Among the patients included in this study, the mean age at diagnosis was similar in the PTEN-L (61.5 years) and PTEN-WT (60.6 years subgroups). In the former group, ductal (n = 224, 80%) and HR+/HER2- (n = 213, 76.1%) were the most frequent histological and molecular subtypes, respectively. Additionally, high grade (n = 130, 46.4%), and low stage (n = 118, 42.1%) tumors were more prevalent in the PTEN-L subgroup, as detailed in Fig. 1 and Table 2. Considering the PTEN intra-tumor expression pattern, the spatial distribution and IHC staining intensity were homogeneous, as demonstrated by the analysis of full sections in PTEN-L cases. On the other hand, a high degree of inter-tumor heterogeneity was observed, with a significant association between PTEN and HR/HER2 status (p = 0.0008 according to the chi-square independence test), as shown in Table 2). More in detail, in the PTEN-L population, the prevalence of HR−/HER2- tumors (n = 48, 17.1%) was higher compared to the PTEN-WT group (n = 22, 6.7%). These findings suggest that PTEN loss or reduced expression is a more common event in tumors lacking the HR and/or HER2 expression/amplification.

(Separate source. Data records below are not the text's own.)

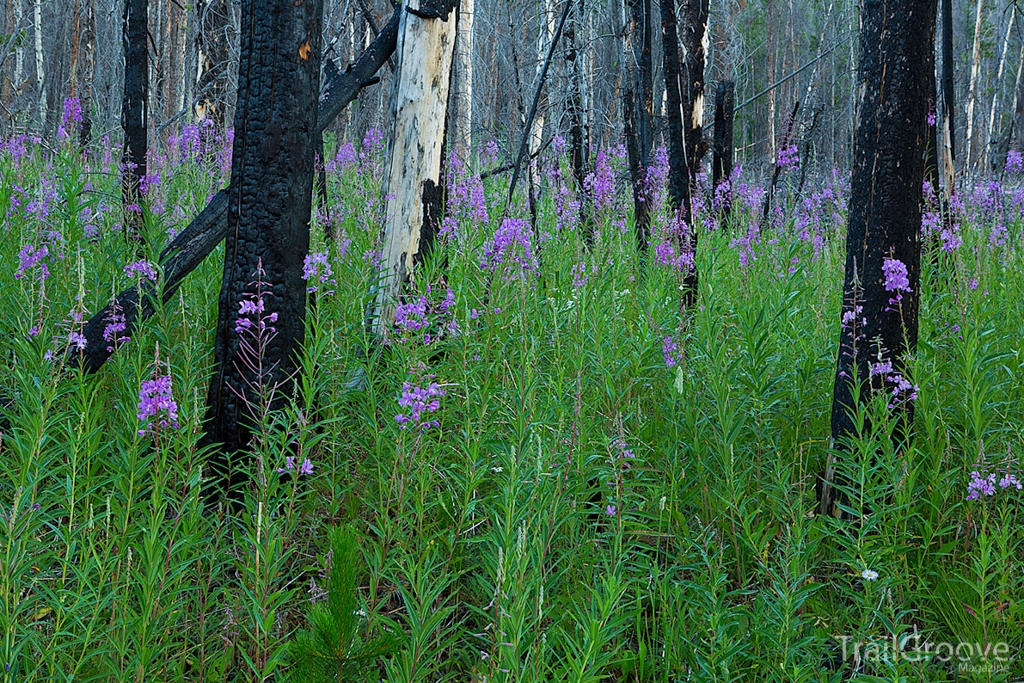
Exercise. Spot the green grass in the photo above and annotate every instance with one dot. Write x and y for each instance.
(516, 541)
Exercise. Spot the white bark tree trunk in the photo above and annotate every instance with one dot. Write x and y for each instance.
(425, 57)
(37, 18)
(997, 90)
(464, 129)
(972, 95)
(543, 42)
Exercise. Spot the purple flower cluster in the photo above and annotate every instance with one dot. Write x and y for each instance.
(670, 349)
(421, 401)
(253, 304)
(71, 119)
(421, 316)
(140, 269)
(29, 258)
(510, 249)
(116, 326)
(156, 404)
(788, 159)
(673, 245)
(305, 468)
(1015, 162)
(601, 182)
(317, 267)
(980, 485)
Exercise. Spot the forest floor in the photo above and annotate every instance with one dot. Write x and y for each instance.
(554, 472)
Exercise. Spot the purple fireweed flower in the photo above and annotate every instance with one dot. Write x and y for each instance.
(580, 275)
(421, 401)
(305, 468)
(980, 485)
(670, 349)
(1015, 162)
(315, 266)
(897, 279)
(141, 269)
(156, 404)
(31, 257)
(510, 249)
(788, 159)
(1009, 480)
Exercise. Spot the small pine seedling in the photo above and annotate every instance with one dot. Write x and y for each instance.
(332, 649)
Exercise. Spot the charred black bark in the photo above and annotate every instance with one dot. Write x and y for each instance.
(269, 204)
(722, 160)
(211, 92)
(948, 102)
(639, 110)
(685, 91)
(203, 235)
(134, 112)
(578, 148)
(880, 313)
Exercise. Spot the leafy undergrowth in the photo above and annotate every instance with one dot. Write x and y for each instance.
(552, 470)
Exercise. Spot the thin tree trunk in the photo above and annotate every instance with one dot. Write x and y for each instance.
(37, 17)
(948, 110)
(464, 129)
(639, 113)
(972, 94)
(208, 229)
(269, 202)
(722, 162)
(214, 57)
(134, 113)
(413, 185)
(880, 312)
(996, 92)
(769, 66)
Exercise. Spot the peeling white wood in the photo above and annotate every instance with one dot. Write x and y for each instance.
(425, 57)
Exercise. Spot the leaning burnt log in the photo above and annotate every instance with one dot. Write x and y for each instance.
(208, 229)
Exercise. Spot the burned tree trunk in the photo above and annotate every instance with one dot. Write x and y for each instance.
(134, 112)
(685, 89)
(426, 46)
(269, 201)
(883, 260)
(207, 230)
(722, 160)
(639, 110)
(948, 117)
(211, 94)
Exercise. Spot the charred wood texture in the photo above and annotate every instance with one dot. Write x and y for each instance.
(268, 208)
(880, 324)
(413, 184)
(211, 94)
(639, 112)
(724, 120)
(134, 114)
(948, 111)
(207, 230)
(685, 93)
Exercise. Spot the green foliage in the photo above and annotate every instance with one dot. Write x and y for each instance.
(335, 647)
(580, 511)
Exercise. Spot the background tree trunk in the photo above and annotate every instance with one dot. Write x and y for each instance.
(212, 35)
(639, 111)
(269, 203)
(897, 71)
(134, 112)
(970, 155)
(722, 161)
(948, 111)
(464, 128)
(425, 45)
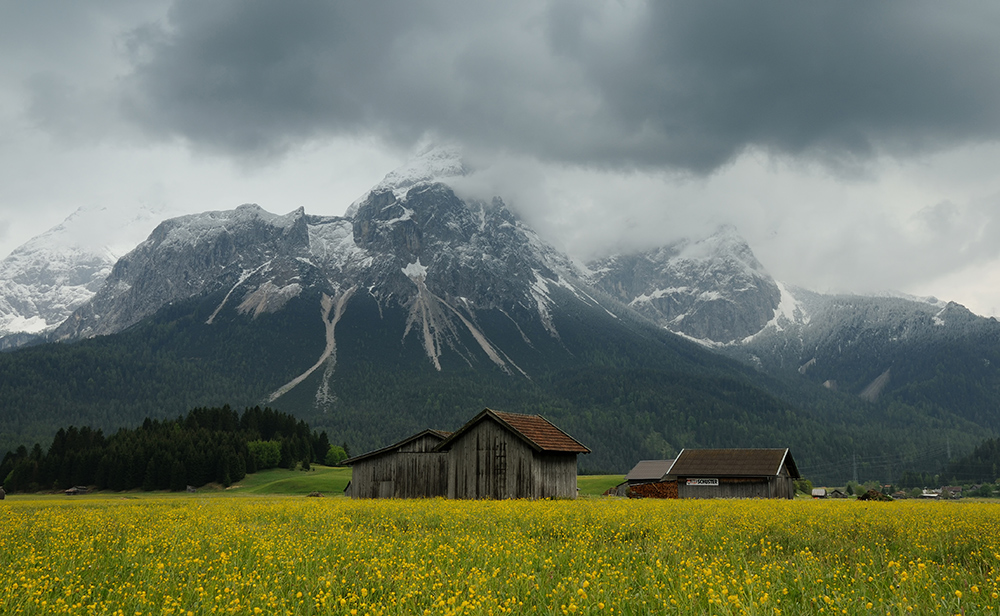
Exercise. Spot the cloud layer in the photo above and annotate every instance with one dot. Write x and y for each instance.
(669, 85)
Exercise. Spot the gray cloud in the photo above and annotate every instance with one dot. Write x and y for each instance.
(673, 85)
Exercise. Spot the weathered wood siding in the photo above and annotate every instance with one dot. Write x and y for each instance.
(401, 475)
(740, 487)
(555, 475)
(489, 461)
(423, 444)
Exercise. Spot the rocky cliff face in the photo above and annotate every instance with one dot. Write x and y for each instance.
(452, 267)
(713, 290)
(44, 280)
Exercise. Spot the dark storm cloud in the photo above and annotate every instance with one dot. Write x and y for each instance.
(683, 85)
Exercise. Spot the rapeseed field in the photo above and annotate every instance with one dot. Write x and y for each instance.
(216, 555)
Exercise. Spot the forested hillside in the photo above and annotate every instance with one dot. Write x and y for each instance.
(206, 445)
(638, 395)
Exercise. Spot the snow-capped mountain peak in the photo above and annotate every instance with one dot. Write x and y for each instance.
(48, 277)
(711, 289)
(434, 164)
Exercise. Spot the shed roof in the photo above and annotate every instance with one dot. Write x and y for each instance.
(733, 463)
(539, 433)
(439, 434)
(649, 470)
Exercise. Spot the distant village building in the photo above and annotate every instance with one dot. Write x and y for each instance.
(495, 455)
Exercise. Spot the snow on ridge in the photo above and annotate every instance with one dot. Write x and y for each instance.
(435, 164)
(415, 270)
(790, 311)
(192, 229)
(48, 277)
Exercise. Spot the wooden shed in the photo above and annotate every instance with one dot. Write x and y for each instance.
(502, 455)
(734, 473)
(407, 469)
(495, 455)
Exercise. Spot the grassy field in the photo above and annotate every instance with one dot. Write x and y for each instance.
(327, 480)
(595, 485)
(207, 554)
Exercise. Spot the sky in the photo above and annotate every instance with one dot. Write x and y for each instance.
(855, 145)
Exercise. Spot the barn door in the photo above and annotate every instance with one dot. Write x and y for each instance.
(499, 467)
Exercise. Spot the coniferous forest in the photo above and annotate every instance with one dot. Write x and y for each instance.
(207, 445)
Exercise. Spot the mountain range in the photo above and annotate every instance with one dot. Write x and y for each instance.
(419, 304)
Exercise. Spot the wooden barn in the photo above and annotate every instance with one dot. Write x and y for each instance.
(495, 455)
(503, 455)
(734, 473)
(408, 469)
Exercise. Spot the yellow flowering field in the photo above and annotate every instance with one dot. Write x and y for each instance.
(218, 555)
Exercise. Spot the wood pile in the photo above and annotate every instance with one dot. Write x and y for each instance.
(663, 489)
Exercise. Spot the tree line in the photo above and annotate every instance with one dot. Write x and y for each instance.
(207, 445)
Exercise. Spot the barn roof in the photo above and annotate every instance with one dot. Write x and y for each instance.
(439, 434)
(733, 463)
(649, 470)
(539, 433)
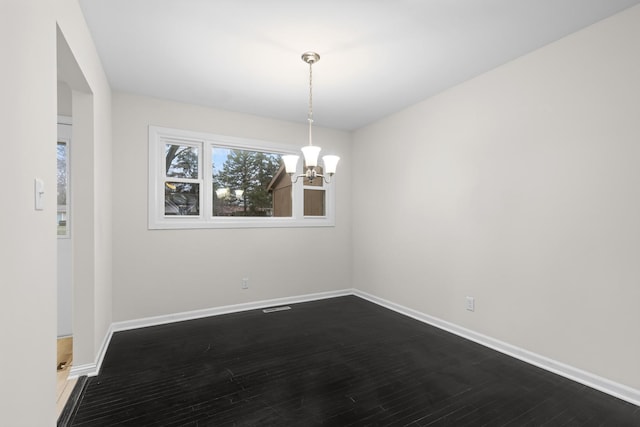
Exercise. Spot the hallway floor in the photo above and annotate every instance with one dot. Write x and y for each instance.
(64, 386)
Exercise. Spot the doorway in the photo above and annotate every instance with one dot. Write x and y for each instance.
(64, 254)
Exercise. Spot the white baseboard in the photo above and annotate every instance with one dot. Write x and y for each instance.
(216, 311)
(612, 388)
(604, 385)
(93, 369)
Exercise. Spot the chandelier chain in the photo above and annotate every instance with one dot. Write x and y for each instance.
(310, 115)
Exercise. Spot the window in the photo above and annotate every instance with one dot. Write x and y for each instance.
(199, 180)
(62, 185)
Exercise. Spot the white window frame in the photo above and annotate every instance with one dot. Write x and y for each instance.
(66, 139)
(159, 136)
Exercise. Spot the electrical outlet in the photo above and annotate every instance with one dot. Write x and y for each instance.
(471, 304)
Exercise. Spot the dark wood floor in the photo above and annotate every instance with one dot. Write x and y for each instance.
(336, 362)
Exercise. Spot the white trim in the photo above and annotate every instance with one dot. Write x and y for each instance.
(604, 385)
(227, 309)
(157, 220)
(93, 369)
(588, 379)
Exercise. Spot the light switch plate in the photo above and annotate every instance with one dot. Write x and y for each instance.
(39, 194)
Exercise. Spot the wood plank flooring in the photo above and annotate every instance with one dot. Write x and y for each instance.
(64, 386)
(336, 362)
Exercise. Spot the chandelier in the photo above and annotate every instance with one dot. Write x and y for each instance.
(311, 152)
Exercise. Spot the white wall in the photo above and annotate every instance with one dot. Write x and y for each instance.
(159, 272)
(520, 188)
(28, 263)
(91, 184)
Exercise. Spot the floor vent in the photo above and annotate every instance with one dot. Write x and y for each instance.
(274, 309)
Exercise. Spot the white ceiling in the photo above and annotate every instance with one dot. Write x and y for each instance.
(377, 56)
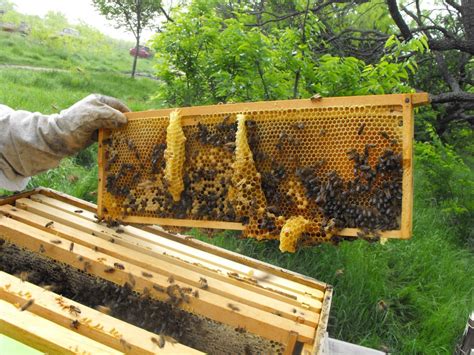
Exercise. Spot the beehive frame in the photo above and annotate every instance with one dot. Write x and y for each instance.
(355, 113)
(281, 306)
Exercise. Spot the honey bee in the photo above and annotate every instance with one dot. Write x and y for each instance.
(132, 280)
(74, 310)
(24, 276)
(203, 283)
(382, 305)
(111, 161)
(27, 305)
(299, 125)
(86, 266)
(103, 309)
(384, 134)
(125, 344)
(159, 288)
(160, 341)
(119, 266)
(233, 307)
(75, 324)
(109, 270)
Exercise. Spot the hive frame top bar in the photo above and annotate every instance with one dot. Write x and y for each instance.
(191, 117)
(416, 99)
(309, 291)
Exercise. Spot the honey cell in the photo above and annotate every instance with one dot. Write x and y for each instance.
(175, 156)
(334, 166)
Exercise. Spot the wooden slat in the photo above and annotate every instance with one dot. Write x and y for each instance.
(45, 335)
(233, 292)
(319, 337)
(208, 304)
(392, 99)
(94, 325)
(197, 244)
(151, 241)
(290, 346)
(407, 182)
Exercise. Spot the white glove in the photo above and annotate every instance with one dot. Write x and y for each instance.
(31, 143)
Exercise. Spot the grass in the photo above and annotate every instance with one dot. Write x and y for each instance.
(412, 297)
(110, 57)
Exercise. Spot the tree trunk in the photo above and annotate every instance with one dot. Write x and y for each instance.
(134, 67)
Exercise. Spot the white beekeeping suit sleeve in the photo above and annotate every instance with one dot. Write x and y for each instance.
(31, 143)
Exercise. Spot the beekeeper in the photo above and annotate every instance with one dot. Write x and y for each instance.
(31, 143)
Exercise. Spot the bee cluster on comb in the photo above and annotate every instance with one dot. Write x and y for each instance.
(332, 171)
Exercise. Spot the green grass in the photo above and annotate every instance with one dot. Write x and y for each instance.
(22, 50)
(49, 92)
(427, 283)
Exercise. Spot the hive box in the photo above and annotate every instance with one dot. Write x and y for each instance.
(157, 288)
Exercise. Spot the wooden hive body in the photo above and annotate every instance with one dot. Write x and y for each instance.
(154, 283)
(346, 159)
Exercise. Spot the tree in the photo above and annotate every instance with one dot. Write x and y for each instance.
(134, 15)
(450, 33)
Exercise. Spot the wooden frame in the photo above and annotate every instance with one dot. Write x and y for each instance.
(406, 101)
(273, 303)
(90, 325)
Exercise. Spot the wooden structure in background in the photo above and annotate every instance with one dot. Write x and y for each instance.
(265, 300)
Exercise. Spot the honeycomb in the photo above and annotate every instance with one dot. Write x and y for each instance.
(175, 156)
(337, 166)
(291, 232)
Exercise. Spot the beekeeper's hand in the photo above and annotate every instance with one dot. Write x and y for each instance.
(31, 143)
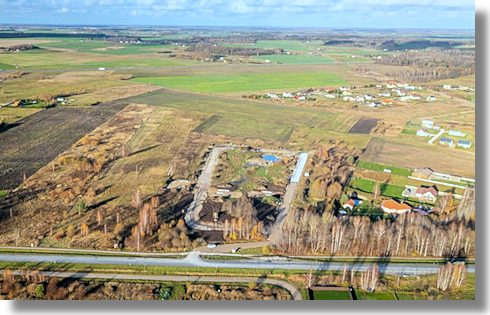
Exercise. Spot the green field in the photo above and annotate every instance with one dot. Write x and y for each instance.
(331, 295)
(290, 45)
(381, 167)
(296, 59)
(367, 185)
(101, 47)
(376, 295)
(246, 82)
(47, 59)
(246, 119)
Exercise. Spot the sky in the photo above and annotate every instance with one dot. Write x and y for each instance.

PTEN status assessment improves HR and HER2 prognostic value

Overall, a higher rate of patients died of disease in the PTEN-L population (n = 26, 9.4%, PTEN-L versus n = 8, 2.5%, PTEN-WT; p = 0.0001), particularly in HR−/HER2- (p = 0.0006) and locally advanced or metastatic breast cancers (p = 0.0006), as shown in Table 3. According to our multivariable model, PTEN status was an independent predictor of both death for disease and disease recurrence. In particular, loss of expression was significantly associated with patients’ death (p = 0.001) and the presence of unfavorable prognostic factors, such as triple-negative (p = 0.002) and HER2+ (p < 0.0001) phenotypes, as depicted in Table 4. Not surprisingly, patients with HR−/HER2- breast cancer harbored a high risk of death (n = 10, 14.3%; p = 0.0006) (Table 3). Of note, in PTEN-L tumors, HR−/HER2+ and HR+/HER2+ clusters showed an increased death prevalence (n = 1, 25.0% and n = 4, 26.7%, respectively) compared to the HR−/HER2- and HR+/HER2- (n = 4, 8.3% and n = 13, 6.1%, respectively; p = 0.02) (Fig. 3, Supplementary Table S2 and Table S3). These analyses provide evidence that PTEN loss or reduced expression is a bona fide prognostic parameter in breast cancer.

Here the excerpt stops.